This guy is a grifter. This woman is also a grifter.

Marks, on the other hand, are something else.

Marks are the fertilizer that the grifters grow and profit from. In order to be a good mark, the sort of mark that grifters make a positive example of, you have to be hard-working, dedicated, selfless, and, most importantly, incredibly gullible.

Cindy Lake, candidate for Clark County Commissioner G, is a consummate mark.

We know Cindy isn’t a grifter because she’s absolutely terrible at grifting. The last time she ran for county commissioner, she didn’t even raise $20,000; her opponent, for comparison’s sake, raised more than $600,000. We know she’s dedicated and hard-working because she tirelessly overwhelmed the defenses of the Clark County Republican Party and became its chair, tirelessly divided the party in two, then tirelessly lost her re-election after her first term. We know she’s gullible because, even now, she shares articles about the dangers of fluoride on her Facebook page from one of the most notorious sources of unfiltered male bovine excrement on the internet and was complaining about water fluoridation (an element that occurs naturally in Nevada’s water) in 2014.

Speaking as a dues-paying member of the Libertarian Party, I’m personally rather impressed by her term as Clark County Republican Party chair. I’m sure there are more than a few Democrats in Nevada who feel the same, and for similar reasons. What I’m not impressed by is her latest quixotic campaign for county commissioner.
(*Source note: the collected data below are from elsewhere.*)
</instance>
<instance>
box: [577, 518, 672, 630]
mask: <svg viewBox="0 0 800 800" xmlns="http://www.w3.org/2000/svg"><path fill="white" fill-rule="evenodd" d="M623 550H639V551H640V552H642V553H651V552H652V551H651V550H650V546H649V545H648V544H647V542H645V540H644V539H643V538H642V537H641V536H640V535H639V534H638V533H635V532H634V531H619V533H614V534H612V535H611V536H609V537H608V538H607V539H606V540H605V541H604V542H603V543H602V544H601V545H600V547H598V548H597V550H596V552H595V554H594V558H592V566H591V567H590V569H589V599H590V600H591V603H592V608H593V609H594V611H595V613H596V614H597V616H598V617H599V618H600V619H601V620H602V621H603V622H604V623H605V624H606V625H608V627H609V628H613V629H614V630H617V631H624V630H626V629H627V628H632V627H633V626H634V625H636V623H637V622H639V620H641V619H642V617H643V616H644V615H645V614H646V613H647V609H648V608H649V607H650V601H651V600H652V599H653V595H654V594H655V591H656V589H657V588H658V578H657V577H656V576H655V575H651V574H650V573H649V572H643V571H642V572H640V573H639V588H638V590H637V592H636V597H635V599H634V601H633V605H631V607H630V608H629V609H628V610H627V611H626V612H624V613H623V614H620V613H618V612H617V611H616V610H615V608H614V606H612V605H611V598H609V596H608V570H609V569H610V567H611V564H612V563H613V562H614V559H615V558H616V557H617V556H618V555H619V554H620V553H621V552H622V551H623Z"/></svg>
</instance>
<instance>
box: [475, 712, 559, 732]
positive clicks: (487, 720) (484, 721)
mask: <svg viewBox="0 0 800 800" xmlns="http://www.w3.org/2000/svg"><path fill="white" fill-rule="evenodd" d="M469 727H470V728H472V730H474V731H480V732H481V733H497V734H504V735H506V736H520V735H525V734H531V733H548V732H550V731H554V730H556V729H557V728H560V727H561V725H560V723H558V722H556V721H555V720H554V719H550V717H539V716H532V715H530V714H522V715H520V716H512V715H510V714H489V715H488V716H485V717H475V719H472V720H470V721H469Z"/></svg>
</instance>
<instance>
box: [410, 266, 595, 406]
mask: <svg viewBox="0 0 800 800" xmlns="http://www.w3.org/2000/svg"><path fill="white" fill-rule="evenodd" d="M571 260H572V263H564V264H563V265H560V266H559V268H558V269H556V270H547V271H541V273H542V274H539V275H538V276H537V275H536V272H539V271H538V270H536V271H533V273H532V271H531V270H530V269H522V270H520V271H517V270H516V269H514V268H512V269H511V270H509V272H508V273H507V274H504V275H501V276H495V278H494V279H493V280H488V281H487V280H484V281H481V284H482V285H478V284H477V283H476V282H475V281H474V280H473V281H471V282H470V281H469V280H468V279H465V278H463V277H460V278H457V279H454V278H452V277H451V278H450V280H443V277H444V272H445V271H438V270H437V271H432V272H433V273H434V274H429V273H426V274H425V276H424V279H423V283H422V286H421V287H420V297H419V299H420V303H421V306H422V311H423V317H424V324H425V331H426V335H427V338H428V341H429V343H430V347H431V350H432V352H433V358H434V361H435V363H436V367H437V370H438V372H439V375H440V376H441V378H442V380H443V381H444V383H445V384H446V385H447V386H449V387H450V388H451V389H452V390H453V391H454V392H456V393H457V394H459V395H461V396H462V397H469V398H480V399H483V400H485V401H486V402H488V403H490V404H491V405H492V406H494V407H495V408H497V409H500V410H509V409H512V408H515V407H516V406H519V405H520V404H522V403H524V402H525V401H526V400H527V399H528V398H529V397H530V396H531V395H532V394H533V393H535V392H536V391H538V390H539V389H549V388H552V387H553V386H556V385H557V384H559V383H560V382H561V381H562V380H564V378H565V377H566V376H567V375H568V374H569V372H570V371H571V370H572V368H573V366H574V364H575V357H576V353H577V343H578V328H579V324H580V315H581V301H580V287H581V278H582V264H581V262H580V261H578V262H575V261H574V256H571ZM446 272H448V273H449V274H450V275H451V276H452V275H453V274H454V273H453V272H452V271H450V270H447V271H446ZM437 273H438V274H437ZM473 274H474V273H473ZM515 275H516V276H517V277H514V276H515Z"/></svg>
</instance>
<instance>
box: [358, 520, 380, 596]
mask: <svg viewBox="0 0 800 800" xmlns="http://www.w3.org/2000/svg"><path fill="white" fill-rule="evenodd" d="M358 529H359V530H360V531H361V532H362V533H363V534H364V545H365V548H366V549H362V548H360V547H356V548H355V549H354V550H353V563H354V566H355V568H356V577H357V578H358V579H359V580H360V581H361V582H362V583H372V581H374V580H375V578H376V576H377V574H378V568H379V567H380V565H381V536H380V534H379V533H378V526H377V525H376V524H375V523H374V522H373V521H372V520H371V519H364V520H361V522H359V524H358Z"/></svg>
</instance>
I’m not impressed because her issues page shows a stunning detachment from reality. Let’s take them one by one:

  • Lake wants an audit of the county budget. But contrary to the protestations of Lake and many a Ron-ulan, “audit” is not a magic word that means “Find free money under the government’s couch,” nor is it a magic word for “Find proof that the government is spending money on things it shouldn’t be spending money on.” Audits merely confirm that the government is spending money on what it says it’s spending money on. If you want to know what Clark County’s government is spending our money on, you don’t need an audit; you need only read the county budget yourself.
  • Lake wants property owners to not face foreclosure if they don’t pay their property taxes. She also wants to issue a five-year moratorium on business licenses. That’s fine (I hate taxes, too) but that’s $555 million in revenue she’s suggesting cutting from the budget and the only spending that’s being cut is… well, she’s promising more spending, actually, because audits and the accountants hired to conduct them aren’t free.
  • Lake wants to see diversity of political leanings on the commission. “One party has controlled Clark County government for a decade!” Good thing self-proclaimed activist mover-and-shakers and former county party chairs have no responsibility for this, otherwise someone might call the quality of her leadership to account.
  • Lake is concerned about clean water and air. “Water quality and availability is of the utmost concern to each and every one of us. Cindy will ensure we are getting all the facts and make adjustments to current water and air policy as necessary.” Hey, remember that time Cindy Lake talked about defunding government to fight fluoride and chemtrails? Her fans do.
  • Speaking of Lake’s favorite conspiracy theories, I have good news, Clark County residents — as soon as “every question about October 1 is answered,” then and only then will County Commissioner Cindy Lake let you have another park.
  • I’m sure the federal government would be happy to go along with Lake’s plan to house the county’s homeless at Nellis AFB. I’m also sure we all share Lake’s misconception that Clark County residents only pay Clark County taxes and not federal taxes. And that’s good because housing homeless people at a highly secure military installation sounds incredibly expensive — more expensive, in fact, than housing them just about anywhere else. I'm also quite positive that I have a bridge to sell you, if you're buying.
  • Lake is outraged about per capita county spending. I’m sure the reason Clark County’s budget is so much higher per-capita than most county budgets doesn’t have anything at all to do with Clark County also serving as the municipal government for more than a million other people, right? I also am sure that rolling all of the municipally-funded police departments into Clark County-funded Metro has had no effect on the size of the county budget, either. Nah. Lake surely is on to something, here.

 

The truth is, if you want to vote for a county commissioner candidate who wants to lower your taxes, you don’t have to settle for a conspiracy theorist. You don’t have to vote for someone who wants to spend your tax money chasing imaginary boogeymen in her water, her skies, in Clark County’s accounts receivable ledger, and at Mandalay Bay while simultaneously cutting nearly 10 percent of the county budget. Reducing the size, scope, and reach of Clark County’s government is a good cause. It’s also worth defending, sanely and competently.